Bronars' rebuttal of Sisolak's expert report mostly involves criticisms of the placement of applicants into "artificial" statistical pools and the aggregation of selection rates across positions, OpCos, and years. Additionally, some criticisms relate to the failure of Sisolak to control for certain factors (or to control properly for those factors). Bronars also criticizes the inclusion in some tests of noncompetitive requisitions or requisitions in which only male candidates were included.

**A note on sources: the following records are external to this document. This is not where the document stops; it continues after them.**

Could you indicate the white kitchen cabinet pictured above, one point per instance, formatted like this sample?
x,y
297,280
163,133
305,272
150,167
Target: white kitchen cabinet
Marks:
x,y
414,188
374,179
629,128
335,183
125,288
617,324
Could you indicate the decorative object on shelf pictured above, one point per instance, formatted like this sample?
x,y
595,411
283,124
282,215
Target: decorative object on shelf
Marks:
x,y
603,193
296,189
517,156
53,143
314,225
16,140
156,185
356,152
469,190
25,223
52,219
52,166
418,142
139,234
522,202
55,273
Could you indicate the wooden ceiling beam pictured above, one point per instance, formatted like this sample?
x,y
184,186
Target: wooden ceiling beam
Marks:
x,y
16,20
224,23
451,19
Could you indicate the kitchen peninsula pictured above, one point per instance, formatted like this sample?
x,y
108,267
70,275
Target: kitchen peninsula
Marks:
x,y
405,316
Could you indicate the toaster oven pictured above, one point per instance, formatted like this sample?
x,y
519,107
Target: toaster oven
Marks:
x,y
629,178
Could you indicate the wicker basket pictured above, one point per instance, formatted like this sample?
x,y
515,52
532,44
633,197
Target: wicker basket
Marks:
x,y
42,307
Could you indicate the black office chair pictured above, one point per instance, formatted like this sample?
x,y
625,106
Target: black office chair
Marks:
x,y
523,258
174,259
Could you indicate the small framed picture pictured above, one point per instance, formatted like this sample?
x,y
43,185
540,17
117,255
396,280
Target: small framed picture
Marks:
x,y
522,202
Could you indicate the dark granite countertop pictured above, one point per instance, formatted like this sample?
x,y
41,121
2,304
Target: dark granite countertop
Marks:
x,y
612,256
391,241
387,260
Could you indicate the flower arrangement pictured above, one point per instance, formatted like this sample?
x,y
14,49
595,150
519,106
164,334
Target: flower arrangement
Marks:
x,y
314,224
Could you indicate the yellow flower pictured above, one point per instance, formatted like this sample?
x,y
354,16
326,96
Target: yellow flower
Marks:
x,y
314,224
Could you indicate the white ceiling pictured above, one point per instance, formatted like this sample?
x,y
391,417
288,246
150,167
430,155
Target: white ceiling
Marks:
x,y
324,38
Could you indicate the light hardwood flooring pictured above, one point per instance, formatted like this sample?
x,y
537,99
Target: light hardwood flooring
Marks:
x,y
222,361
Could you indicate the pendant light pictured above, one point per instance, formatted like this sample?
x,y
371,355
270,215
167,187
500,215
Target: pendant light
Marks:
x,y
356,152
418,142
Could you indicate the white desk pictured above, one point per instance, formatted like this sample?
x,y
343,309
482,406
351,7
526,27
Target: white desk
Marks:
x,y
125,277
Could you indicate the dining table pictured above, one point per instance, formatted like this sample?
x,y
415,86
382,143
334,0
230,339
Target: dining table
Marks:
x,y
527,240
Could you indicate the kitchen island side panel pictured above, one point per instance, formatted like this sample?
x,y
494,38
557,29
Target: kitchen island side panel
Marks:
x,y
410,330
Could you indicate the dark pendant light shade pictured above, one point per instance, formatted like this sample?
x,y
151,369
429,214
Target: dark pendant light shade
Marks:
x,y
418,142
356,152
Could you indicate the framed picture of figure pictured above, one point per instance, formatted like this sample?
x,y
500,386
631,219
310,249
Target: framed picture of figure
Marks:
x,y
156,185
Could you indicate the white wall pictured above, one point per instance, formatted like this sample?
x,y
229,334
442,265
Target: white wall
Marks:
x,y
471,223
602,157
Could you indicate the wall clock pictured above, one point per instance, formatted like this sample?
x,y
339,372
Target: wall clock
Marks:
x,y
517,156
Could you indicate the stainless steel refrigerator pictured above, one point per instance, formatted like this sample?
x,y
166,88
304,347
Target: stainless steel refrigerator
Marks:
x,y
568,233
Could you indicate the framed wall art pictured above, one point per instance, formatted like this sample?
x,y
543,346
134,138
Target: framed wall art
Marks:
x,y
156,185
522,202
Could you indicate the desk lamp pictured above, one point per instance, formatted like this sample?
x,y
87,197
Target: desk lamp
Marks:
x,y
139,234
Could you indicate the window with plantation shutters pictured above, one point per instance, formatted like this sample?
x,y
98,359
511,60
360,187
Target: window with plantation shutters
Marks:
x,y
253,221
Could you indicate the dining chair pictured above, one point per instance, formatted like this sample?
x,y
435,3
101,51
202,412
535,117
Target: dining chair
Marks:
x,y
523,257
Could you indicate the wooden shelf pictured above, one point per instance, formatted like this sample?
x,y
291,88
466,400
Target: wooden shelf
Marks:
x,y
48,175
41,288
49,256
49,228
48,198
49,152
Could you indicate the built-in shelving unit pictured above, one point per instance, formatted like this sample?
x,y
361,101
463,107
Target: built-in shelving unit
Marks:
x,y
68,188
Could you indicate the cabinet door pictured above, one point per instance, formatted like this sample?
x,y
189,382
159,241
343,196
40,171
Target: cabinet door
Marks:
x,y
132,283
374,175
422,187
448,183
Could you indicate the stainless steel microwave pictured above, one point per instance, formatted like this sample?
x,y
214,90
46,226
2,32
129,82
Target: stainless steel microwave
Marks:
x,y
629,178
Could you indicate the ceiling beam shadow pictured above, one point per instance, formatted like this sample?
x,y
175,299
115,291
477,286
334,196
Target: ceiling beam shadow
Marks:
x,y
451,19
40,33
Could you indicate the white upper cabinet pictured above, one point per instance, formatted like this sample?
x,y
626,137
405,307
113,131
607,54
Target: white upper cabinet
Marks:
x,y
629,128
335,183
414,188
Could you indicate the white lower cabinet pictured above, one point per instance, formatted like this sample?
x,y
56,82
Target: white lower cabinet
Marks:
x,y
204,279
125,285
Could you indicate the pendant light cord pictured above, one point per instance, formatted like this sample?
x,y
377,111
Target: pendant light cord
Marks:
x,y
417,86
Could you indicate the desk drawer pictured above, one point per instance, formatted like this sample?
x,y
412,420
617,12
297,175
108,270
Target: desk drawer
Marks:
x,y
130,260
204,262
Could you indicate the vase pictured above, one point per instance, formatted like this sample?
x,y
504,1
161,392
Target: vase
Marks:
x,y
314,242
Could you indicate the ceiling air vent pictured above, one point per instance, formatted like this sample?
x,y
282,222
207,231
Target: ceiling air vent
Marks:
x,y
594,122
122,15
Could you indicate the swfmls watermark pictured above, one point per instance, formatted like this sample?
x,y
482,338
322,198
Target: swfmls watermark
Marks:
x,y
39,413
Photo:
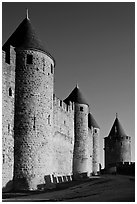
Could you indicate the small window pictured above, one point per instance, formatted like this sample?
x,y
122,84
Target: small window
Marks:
x,y
9,128
43,61
51,69
34,124
81,108
29,59
10,91
49,119
95,131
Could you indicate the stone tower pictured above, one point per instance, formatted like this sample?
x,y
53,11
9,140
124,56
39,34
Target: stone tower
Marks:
x,y
8,97
81,153
95,132
117,146
33,121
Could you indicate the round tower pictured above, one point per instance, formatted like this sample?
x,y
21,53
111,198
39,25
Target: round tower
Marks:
x,y
95,134
117,146
81,152
33,108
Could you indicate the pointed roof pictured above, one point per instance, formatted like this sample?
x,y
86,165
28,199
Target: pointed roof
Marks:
x,y
76,97
25,37
117,129
92,122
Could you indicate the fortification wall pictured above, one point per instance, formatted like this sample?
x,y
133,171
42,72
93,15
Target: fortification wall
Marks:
x,y
81,153
90,149
8,95
63,137
33,119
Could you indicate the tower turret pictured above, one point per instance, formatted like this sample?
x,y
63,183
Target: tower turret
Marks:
x,y
81,153
33,124
117,146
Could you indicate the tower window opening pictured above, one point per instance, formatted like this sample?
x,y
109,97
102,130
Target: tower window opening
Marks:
x,y
43,61
34,125
81,108
49,119
29,59
51,69
10,91
3,158
95,131
8,128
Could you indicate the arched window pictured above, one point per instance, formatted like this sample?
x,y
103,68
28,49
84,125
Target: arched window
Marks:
x,y
49,119
29,59
51,69
10,91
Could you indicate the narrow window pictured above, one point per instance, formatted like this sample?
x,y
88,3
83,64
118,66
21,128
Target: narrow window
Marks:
x,y
34,124
3,158
51,69
29,59
49,119
8,128
95,131
43,61
10,91
81,108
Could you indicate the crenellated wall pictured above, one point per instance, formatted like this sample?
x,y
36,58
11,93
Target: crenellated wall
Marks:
x,y
8,95
95,151
117,149
63,137
90,149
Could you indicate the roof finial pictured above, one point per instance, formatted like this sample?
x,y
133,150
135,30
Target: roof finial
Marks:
x,y
27,14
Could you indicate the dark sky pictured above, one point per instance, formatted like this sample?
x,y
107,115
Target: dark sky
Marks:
x,y
93,44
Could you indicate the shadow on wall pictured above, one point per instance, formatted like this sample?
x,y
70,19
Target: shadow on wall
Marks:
x,y
8,187
52,181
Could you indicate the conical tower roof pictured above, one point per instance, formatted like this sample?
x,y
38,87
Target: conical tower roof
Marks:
x,y
25,37
76,97
92,122
117,129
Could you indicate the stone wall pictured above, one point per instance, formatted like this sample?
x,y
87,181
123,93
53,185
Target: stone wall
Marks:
x,y
81,149
90,148
8,91
96,151
117,150
63,139
33,119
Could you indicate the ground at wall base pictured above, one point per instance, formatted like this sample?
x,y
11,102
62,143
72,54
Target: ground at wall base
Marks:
x,y
108,188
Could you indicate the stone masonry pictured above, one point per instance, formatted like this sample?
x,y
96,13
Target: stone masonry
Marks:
x,y
45,139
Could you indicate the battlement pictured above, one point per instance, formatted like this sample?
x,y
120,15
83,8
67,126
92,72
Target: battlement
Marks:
x,y
63,105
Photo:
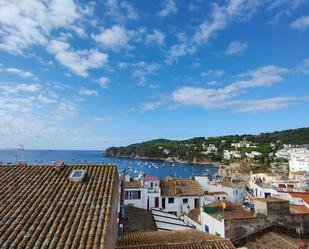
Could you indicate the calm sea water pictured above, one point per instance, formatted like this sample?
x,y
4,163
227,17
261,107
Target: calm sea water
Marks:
x,y
149,167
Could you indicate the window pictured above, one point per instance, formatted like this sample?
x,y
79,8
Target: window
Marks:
x,y
133,194
163,202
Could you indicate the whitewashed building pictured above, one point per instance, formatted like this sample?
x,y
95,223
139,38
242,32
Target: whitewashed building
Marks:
x,y
299,162
234,192
143,192
180,196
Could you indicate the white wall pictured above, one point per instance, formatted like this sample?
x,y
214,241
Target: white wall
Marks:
x,y
215,226
135,202
203,181
193,223
178,206
260,192
234,194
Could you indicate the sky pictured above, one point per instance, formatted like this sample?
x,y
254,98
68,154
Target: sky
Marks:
x,y
93,74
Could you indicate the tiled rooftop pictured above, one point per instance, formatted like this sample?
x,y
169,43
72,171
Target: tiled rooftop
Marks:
x,y
233,210
180,187
271,199
194,214
216,193
189,239
304,196
41,208
132,184
299,209
138,220
270,240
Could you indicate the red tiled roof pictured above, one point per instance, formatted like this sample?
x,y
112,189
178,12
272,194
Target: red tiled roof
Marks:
x,y
152,178
296,209
41,208
304,196
188,239
180,187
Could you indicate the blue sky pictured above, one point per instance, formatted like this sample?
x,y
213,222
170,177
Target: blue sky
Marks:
x,y
88,75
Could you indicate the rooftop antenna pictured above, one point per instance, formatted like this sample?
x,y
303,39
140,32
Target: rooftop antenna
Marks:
x,y
22,149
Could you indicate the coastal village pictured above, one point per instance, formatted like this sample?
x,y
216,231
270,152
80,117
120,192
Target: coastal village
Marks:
x,y
95,206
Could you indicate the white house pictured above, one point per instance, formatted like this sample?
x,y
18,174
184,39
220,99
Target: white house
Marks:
x,y
254,154
213,216
180,196
299,162
143,193
228,155
235,192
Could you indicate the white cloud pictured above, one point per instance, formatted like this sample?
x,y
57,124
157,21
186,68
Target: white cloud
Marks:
x,y
27,23
211,98
168,8
120,11
304,67
262,105
151,106
178,50
236,47
64,110
143,69
23,87
88,92
107,118
114,38
283,8
219,20
79,61
221,16
19,72
301,23
213,73
103,81
157,37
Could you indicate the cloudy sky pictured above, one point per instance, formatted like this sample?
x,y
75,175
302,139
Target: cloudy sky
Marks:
x,y
88,75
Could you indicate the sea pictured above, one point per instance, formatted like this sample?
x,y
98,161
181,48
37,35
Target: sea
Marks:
x,y
134,166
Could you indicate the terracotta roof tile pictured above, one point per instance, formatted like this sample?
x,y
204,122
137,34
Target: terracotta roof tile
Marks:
x,y
188,239
194,214
180,187
132,184
41,208
304,196
271,199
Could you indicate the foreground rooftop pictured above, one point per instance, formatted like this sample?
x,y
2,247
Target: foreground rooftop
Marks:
x,y
41,208
189,239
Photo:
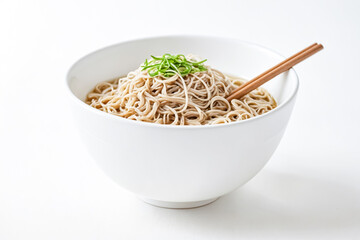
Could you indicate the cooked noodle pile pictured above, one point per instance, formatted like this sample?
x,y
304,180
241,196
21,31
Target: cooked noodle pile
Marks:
x,y
195,99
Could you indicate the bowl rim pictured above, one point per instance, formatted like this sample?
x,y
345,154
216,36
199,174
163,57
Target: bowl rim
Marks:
x,y
182,127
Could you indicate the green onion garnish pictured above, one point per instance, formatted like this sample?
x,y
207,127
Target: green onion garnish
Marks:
x,y
168,65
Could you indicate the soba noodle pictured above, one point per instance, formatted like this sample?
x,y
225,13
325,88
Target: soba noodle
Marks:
x,y
195,99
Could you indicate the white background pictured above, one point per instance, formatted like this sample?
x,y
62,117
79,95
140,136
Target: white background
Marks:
x,y
51,189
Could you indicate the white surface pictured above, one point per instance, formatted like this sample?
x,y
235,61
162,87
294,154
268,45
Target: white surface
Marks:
x,y
51,189
180,165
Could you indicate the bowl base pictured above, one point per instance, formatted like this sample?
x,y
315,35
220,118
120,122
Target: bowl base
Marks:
x,y
165,204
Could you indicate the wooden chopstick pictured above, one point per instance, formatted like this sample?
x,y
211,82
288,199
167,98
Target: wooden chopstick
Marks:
x,y
274,71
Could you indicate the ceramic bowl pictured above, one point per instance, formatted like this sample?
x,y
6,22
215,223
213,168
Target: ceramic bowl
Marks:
x,y
180,166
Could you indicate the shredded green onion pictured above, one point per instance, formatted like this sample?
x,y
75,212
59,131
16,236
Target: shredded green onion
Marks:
x,y
168,65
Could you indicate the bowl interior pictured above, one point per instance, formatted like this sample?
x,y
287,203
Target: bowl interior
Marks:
x,y
230,56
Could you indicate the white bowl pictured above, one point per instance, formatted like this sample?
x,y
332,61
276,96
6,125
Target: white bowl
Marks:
x,y
180,166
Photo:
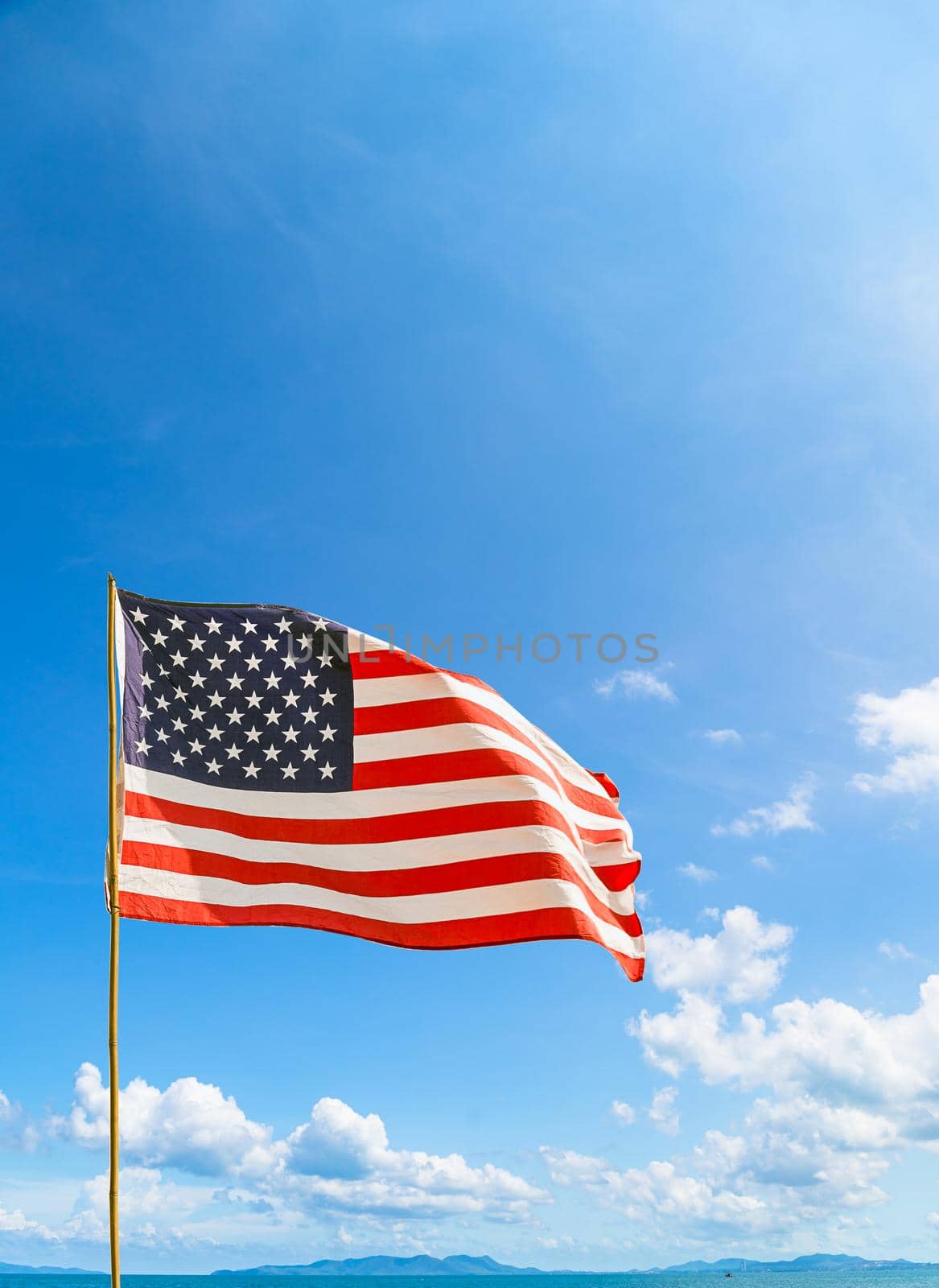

Bronars' criticism, even if valid, does not require exclusion of Sisolak's expert testimony and reports. First, the use of CMH tests has been accepted in other cases,
Sisolak attempted to control for factors such as experience, whether the applicant completed an online application, and whether the applicant had a Class A license (for drivers) in subsequent tests, to show that they did not account for the findings of gender disparity. To the extent PFG argues that Sisolak did not properly control for experience, such as by not including additional information from sites like CareerBuilder, it may address this on cross-examination. See Texas Roadhouse, Inc., 215 F. Supp. 3d at 155 ("failing to use a perfect set of variables that incorporates all relevant factors or excludes all potentially irrelevant variables is not a means for rejecting an expert's analysis."). Importantly, it appears that many of Bronars' criticisms, for example failing to properly measure experience or control for the timing of the application, could affect men and women equally, and may not alter the findings of gender disparity. Therefore, even if Bronars' criticisms are valid, it is not clear how they reflect on the ultimate question.
Similarly, PFG can question Sisolak as to her treatment of non-competitive and male-only requisitions. In particular, there appears to be a reasonable dispute as to how to treat non-competitive requisitions, which tended to be male only. That PFG appears to have created certain requisitions to hire a preselected (and usually) male candidate may be data that should be considered in the statistical analysis. (See Sisolak Supplemental Rebuttal at 11).
Therefore, the court finds Sisolak's reports and testimony to be relevant and reliable, and will deny the motion to exclude them.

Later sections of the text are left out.